Latent Dirichlet allocation
C’est l’ami Tiger qui me l’a demandé sur Twitter et la foule (enfin une petite foule, presque une « foulette ») en délire en a rajouté, donc voici l’article promis sur la LDA (Latent Dirichlet Allocation). Le billet va être un peu long, je vous conseille donc de vous installer confortablement. J’ai a priori gommé tous les détails techniques et j’ai essayé d’enlever tout le jargon mathématique pour juste garder l’intuition, mais il ne faut pas hésiter à me demander des précisions que j’intégrerais au texte.
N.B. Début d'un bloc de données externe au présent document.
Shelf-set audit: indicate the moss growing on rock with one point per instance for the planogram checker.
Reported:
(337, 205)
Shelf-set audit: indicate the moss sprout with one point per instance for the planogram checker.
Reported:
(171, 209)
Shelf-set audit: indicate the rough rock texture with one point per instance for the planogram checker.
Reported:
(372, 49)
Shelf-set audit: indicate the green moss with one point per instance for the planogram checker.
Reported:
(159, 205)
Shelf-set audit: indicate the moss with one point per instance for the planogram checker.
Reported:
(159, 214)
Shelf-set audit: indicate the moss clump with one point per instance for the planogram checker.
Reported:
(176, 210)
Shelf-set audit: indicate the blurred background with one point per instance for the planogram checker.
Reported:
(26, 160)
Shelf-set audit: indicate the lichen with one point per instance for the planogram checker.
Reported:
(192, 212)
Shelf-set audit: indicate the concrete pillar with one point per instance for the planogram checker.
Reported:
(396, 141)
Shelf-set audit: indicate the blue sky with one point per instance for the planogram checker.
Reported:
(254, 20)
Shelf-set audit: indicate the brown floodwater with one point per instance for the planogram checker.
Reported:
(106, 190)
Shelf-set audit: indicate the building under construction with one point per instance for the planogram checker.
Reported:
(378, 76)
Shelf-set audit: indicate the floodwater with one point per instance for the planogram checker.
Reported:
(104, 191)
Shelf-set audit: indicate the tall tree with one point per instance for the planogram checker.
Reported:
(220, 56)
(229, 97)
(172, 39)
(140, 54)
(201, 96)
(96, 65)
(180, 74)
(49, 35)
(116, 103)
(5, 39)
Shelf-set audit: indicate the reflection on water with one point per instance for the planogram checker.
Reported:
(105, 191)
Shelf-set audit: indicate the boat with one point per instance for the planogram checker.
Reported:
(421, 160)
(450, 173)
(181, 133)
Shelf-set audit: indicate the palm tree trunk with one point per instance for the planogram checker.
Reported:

Dans ce billet je vais aborder deux aspects complémentaires des techniques statistiques de modélisation des documents textuels : l’aspect génératif, et l’aspect inférence. Comme son nom l’indique le but de l’aspect génératif est de fournir une méthode de description de textes corrects, tant d’un point de vue syntaxique que d’un point de vue sémantique. Dans cette partie du billet, je me verrais obligé de présenter les méthodes plus simples de génération pour expliquer comment l’on arrive à la LDA. L’aspect inférence est lui l’aspect le plus important d’un point de vue moteur : il est celui qui permet de déterminer le sujet d’un texte par la calcul d’un score de similarité à un corpus de documents connus. Il ne faut pas croire que modèle génératif signifie méthode de génération pratique pour faire du contenu BH, loin de là !
Ce qu’il faut retenir de ce billet, c’est que récemment il y a eu une progression dans les modèles de description des documents, et que cette progression va vers des techniques qui embarquent de plus en plus de sémantique. Pour savoir ce que font les moteurs avec la LDA, direction la fin du post !
Quelques notations
Le mot sera notre unité de base, je noterai les mots par la lettre $latex w$, avec un indice pour différencier les différents mots. Un document sera donc une suite de mots que je noterai $latex d=(w_{1},\hdots,w_{n})$. Les mots sont tirés dans dictionnaire, qui contient $latex v$ mots.
Une notion importante est celle de corpus. Le corpus sera l’ensemble des mots que l’on considère, dans ce billet un corpus sera désigné par $latex C$ et sera un ensemble de documents $latex C=\{ d_{1},\hdots,d_{m}\}$.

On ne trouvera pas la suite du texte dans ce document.